The Government has approved a number of changes to defined benefit (DB) pension provision to help ensure its sustainability, enhance the security of member benefits and increase equity between members of DB schemes, as follows:
- The existing Funding Standard (amended to give credit for the purchase of sovereign annuities) will be restored for a three year period. Details will be announced by The Pensions Board.
- The Funding Standard will be reformed and strengthened by requiring DB pension schemes to hold a risk reserve as a protection against future volatility in the financial markets. Ultimately, schemes will need to be able to meet the requirements of the new Funding Standard in 11 years (by approx. 2022).

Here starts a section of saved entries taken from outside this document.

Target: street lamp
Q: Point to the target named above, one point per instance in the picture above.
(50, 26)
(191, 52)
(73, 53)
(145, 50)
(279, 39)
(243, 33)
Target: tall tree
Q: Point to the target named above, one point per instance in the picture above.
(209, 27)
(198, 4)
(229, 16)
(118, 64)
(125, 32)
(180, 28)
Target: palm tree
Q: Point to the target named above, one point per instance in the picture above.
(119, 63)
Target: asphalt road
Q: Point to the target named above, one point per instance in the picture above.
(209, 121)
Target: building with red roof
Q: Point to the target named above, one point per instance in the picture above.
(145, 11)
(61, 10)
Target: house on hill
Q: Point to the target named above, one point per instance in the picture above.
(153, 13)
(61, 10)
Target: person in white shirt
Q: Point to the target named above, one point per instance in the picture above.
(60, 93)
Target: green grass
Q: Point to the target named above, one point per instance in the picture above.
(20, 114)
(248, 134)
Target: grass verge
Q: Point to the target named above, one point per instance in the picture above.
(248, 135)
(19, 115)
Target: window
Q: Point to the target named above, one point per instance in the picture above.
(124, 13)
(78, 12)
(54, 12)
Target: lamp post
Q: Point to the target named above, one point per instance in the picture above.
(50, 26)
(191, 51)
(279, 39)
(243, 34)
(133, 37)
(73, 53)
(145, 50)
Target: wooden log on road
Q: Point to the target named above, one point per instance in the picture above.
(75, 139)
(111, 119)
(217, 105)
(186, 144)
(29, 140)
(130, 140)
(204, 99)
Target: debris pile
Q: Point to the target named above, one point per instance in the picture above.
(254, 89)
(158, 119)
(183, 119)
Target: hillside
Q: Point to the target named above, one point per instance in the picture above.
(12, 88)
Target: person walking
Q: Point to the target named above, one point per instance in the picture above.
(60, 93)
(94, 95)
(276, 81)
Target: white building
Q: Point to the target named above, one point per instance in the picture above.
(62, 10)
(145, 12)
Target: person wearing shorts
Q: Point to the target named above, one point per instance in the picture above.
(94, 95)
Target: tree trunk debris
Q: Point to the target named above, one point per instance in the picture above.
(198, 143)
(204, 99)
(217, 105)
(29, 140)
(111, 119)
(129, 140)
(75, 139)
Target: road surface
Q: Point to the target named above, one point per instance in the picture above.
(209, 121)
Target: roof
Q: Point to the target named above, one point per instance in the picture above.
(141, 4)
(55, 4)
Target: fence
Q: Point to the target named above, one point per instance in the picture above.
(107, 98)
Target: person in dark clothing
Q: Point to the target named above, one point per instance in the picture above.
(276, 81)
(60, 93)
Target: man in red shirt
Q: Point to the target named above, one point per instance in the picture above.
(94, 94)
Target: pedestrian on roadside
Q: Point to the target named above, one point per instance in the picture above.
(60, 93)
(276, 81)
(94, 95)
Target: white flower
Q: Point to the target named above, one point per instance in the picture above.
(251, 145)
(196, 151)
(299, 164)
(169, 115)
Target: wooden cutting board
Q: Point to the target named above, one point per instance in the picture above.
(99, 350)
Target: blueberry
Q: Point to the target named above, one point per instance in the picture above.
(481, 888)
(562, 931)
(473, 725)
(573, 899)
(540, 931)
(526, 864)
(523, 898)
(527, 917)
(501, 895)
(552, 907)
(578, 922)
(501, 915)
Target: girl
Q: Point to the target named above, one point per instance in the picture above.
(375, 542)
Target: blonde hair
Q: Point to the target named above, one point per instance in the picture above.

- The way in which pension scheme accrued benefits are revalued will be changed to ensure equity between those who have left the scheme (deferred members) and existing employees (active members).
- The priority order in which funds are disbursed when a scheme winds up in deficit will be changed. Specifically, a threshold will be introduced which will change the 100% priority given to pensioners. This will allow for a better return to existing and former employees who have not yet retired.
- The Pensions Board will be given powers to wind up schemes in certain limited circumstances.
Guidance for schemes on the operation of sovereign annuities is available on the Pension Board website. This will give insurance companies guidance on the operation of the sovereign annuities, and enable them to develop and issue such contracts. The availability of sovereign annuities will provide scheme trustees with further options when managing their schemes.
Legislation will be introduced to implement these changes over the coming months.